Argentine painter, sculptor and ceramicist

Horacio Rodolfo de Sosa Cordero (June 29, 1945 – June 12, 2014), tenth Marquis de Sosa, was an Argentine painter, sculptor and ceramicist.

== Biography ==
Cordero was born in Buenos Aires, Argentina. The only male child of Don Rodolfo María de Sosa Cordero and Dña. Ángela Marcó del Pont, his first studies with Jesuit priests were instrumental in the discovery of his vocation as an artist. He belonged to an ancient aristocratic Spanish family whose history dates back to the 14th century in the lands of Castile.

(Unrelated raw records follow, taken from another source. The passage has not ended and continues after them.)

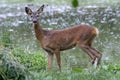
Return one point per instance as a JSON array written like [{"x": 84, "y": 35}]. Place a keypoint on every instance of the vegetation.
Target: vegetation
[{"x": 21, "y": 57}]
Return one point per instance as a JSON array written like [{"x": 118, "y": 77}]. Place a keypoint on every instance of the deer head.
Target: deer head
[{"x": 34, "y": 15}]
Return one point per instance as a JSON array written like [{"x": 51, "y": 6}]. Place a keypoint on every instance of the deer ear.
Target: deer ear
[
  {"x": 28, "y": 10},
  {"x": 40, "y": 9}
]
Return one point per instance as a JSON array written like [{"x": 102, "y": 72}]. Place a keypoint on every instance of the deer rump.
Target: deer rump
[{"x": 68, "y": 38}]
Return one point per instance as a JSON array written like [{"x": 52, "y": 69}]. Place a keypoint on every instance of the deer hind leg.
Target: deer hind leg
[
  {"x": 88, "y": 51},
  {"x": 96, "y": 53},
  {"x": 57, "y": 54},
  {"x": 93, "y": 50},
  {"x": 50, "y": 60}
]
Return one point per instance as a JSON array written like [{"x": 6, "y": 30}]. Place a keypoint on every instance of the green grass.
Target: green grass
[
  {"x": 21, "y": 56},
  {"x": 64, "y": 2}
]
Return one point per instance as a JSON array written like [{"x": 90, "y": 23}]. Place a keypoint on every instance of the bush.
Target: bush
[
  {"x": 32, "y": 61},
  {"x": 10, "y": 68},
  {"x": 15, "y": 64}
]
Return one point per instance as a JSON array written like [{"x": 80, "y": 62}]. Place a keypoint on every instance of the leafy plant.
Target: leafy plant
[
  {"x": 33, "y": 61},
  {"x": 10, "y": 68}
]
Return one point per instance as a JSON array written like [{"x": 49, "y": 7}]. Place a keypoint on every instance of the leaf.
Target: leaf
[{"x": 75, "y": 3}]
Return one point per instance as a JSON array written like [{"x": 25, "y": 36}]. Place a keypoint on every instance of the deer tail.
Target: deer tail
[{"x": 95, "y": 31}]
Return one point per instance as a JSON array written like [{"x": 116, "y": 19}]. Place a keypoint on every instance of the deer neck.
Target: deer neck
[{"x": 38, "y": 31}]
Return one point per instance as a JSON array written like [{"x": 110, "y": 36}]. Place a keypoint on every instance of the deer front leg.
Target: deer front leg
[
  {"x": 57, "y": 53},
  {"x": 50, "y": 61}
]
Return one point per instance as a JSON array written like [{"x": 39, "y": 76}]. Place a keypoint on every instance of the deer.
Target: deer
[{"x": 54, "y": 41}]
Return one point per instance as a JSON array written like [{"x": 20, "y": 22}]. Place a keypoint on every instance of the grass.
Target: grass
[
  {"x": 21, "y": 58},
  {"x": 64, "y": 2}
]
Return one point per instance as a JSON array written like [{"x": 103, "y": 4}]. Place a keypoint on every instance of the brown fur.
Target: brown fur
[{"x": 54, "y": 41}]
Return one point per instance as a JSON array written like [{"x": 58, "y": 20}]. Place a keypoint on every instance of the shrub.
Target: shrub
[
  {"x": 10, "y": 68},
  {"x": 32, "y": 61}
]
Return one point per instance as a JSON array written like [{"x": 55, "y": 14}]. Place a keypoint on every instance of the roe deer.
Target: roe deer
[{"x": 54, "y": 41}]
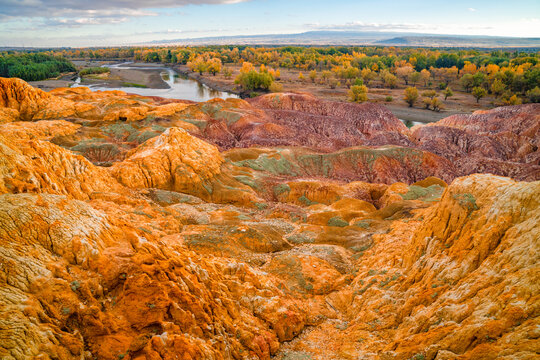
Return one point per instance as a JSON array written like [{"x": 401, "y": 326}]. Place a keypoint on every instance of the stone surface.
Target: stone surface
[{"x": 165, "y": 247}]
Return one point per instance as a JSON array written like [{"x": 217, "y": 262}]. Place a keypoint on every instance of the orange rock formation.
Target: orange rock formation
[{"x": 126, "y": 235}]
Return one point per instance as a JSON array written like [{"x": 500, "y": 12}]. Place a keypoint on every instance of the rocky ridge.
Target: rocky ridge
[{"x": 135, "y": 228}]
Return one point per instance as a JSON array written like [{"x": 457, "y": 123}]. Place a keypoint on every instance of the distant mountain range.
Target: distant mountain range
[{"x": 361, "y": 38}]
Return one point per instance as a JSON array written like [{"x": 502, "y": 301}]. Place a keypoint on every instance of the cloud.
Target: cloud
[
  {"x": 404, "y": 27},
  {"x": 80, "y": 8},
  {"x": 362, "y": 26}
]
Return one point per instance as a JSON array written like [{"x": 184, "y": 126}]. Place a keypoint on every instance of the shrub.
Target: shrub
[
  {"x": 337, "y": 221},
  {"x": 429, "y": 93},
  {"x": 358, "y": 93},
  {"x": 436, "y": 104},
  {"x": 534, "y": 95},
  {"x": 94, "y": 70},
  {"x": 411, "y": 95},
  {"x": 254, "y": 80},
  {"x": 479, "y": 92}
]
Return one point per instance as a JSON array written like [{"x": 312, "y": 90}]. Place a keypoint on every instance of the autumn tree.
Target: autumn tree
[
  {"x": 414, "y": 77},
  {"x": 358, "y": 93},
  {"x": 467, "y": 82},
  {"x": 436, "y": 104},
  {"x": 227, "y": 73},
  {"x": 213, "y": 66},
  {"x": 448, "y": 93},
  {"x": 389, "y": 79},
  {"x": 326, "y": 75},
  {"x": 430, "y": 94},
  {"x": 404, "y": 72},
  {"x": 497, "y": 87},
  {"x": 479, "y": 92},
  {"x": 411, "y": 95},
  {"x": 425, "y": 75},
  {"x": 313, "y": 75},
  {"x": 534, "y": 95},
  {"x": 368, "y": 75}
]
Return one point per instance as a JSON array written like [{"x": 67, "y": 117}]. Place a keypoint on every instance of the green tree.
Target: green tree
[
  {"x": 467, "y": 82},
  {"x": 414, "y": 77},
  {"x": 411, "y": 95},
  {"x": 479, "y": 92},
  {"x": 534, "y": 95},
  {"x": 358, "y": 93},
  {"x": 498, "y": 87},
  {"x": 254, "y": 80},
  {"x": 313, "y": 75},
  {"x": 448, "y": 93},
  {"x": 430, "y": 94}
]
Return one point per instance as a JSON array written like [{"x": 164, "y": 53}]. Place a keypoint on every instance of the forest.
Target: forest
[{"x": 512, "y": 76}]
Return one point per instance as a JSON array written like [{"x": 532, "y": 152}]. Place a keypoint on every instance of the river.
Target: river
[{"x": 180, "y": 87}]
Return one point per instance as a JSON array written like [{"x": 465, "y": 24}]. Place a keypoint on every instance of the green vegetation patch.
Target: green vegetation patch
[
  {"x": 281, "y": 188},
  {"x": 126, "y": 84},
  {"x": 33, "y": 67},
  {"x": 431, "y": 193},
  {"x": 94, "y": 70},
  {"x": 337, "y": 221},
  {"x": 466, "y": 200}
]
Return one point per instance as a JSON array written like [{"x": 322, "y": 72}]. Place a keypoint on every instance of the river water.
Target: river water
[{"x": 180, "y": 87}]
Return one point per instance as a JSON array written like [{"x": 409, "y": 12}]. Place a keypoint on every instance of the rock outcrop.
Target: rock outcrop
[{"x": 164, "y": 247}]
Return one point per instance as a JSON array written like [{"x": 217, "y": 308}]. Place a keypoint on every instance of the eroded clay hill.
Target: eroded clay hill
[{"x": 133, "y": 228}]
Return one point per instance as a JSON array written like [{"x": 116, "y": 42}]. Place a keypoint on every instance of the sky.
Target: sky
[{"x": 80, "y": 23}]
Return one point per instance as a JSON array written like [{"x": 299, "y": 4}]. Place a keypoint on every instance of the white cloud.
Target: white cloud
[{"x": 74, "y": 8}]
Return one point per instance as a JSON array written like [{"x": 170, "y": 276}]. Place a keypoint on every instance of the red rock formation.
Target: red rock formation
[
  {"x": 502, "y": 141},
  {"x": 178, "y": 250}
]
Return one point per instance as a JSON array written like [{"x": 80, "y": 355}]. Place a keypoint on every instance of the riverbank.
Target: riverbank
[
  {"x": 214, "y": 82},
  {"x": 149, "y": 76},
  {"x": 290, "y": 83},
  {"x": 120, "y": 77}
]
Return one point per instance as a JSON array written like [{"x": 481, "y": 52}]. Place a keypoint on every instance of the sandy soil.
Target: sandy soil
[
  {"x": 461, "y": 102},
  {"x": 119, "y": 77}
]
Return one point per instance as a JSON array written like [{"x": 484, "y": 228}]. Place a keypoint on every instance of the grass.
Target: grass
[{"x": 94, "y": 70}]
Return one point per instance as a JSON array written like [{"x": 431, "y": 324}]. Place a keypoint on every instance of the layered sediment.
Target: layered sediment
[{"x": 286, "y": 227}]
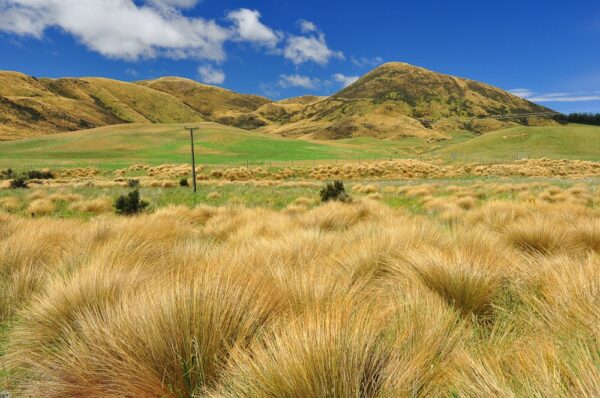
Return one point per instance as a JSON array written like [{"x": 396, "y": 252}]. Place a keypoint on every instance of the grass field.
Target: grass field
[
  {"x": 118, "y": 146},
  {"x": 558, "y": 142},
  {"x": 458, "y": 288}
]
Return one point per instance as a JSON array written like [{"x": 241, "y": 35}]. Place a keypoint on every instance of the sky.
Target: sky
[{"x": 545, "y": 50}]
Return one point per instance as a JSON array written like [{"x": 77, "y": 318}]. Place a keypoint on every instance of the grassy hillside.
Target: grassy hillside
[
  {"x": 32, "y": 107},
  {"x": 391, "y": 101},
  {"x": 214, "y": 103},
  {"x": 127, "y": 101},
  {"x": 559, "y": 142},
  {"x": 113, "y": 146}
]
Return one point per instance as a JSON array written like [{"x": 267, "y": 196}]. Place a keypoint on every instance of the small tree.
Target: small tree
[
  {"x": 130, "y": 204},
  {"x": 18, "y": 182},
  {"x": 334, "y": 191}
]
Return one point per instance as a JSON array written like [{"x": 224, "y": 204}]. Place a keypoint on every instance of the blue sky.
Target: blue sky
[{"x": 546, "y": 50}]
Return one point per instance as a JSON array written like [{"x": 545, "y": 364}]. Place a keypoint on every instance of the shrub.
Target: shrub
[
  {"x": 40, "y": 175},
  {"x": 130, "y": 204},
  {"x": 6, "y": 174},
  {"x": 18, "y": 182},
  {"x": 334, "y": 191}
]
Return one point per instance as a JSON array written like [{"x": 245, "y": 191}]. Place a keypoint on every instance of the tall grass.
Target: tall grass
[{"x": 342, "y": 300}]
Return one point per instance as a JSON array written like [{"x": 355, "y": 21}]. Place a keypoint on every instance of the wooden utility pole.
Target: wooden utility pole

In 1965, he established himself in Paris, France and began a great friendship with Alberto Giacometti and Diego Giacometti, with whom he worked, at the sculptor's request, in the last stage of his life, to develop patinas especially for the Musée Picasso – Hôtel Salé, Paris. At the same time, he also knew Francis Bacon, Pablo Picasso, the Vicountess Marie-Laure de Noailles, Antenor Patiño, Porfirio Rubirosa, Charles de Beistegui, Alexis de Redé, Emilio Terry, Aristóteles Onassis and his daughter Cristina Onassis, among other international personalities who all began collecting his work.

In 1980, he was invited to participate at the Venice Biennale, in the "Aperto 80" exhibition, where he presented " Entartete Kunst" or "Art Degenere", a painting started in 1977 in the artist's atelier in Piazza Navona, Rome and finished in 1980 in time for the exhibition. He is one of the main representatives of the Transvanguardia movement, along with Sandro Chia, Francesco Clemente, Mimmo Paladino, Nicola De Maria, and Enzo Cucchi, however he never joined a specific pictoric movement, he only participated.

In addition to being a painter and sculptor, Horacio Cordero was a writer, photographer, ceramicist and a jewel and brass furniture designer. He designed for the world-famous architect and interior designer Juan Pablo Molyneux.

Horacio Cordero worked and lived in New York City, Monte Carlo, Paris, London, Italy and Buenos Aires. Member of ADAGP, he signed his works as: Horacio Cordero.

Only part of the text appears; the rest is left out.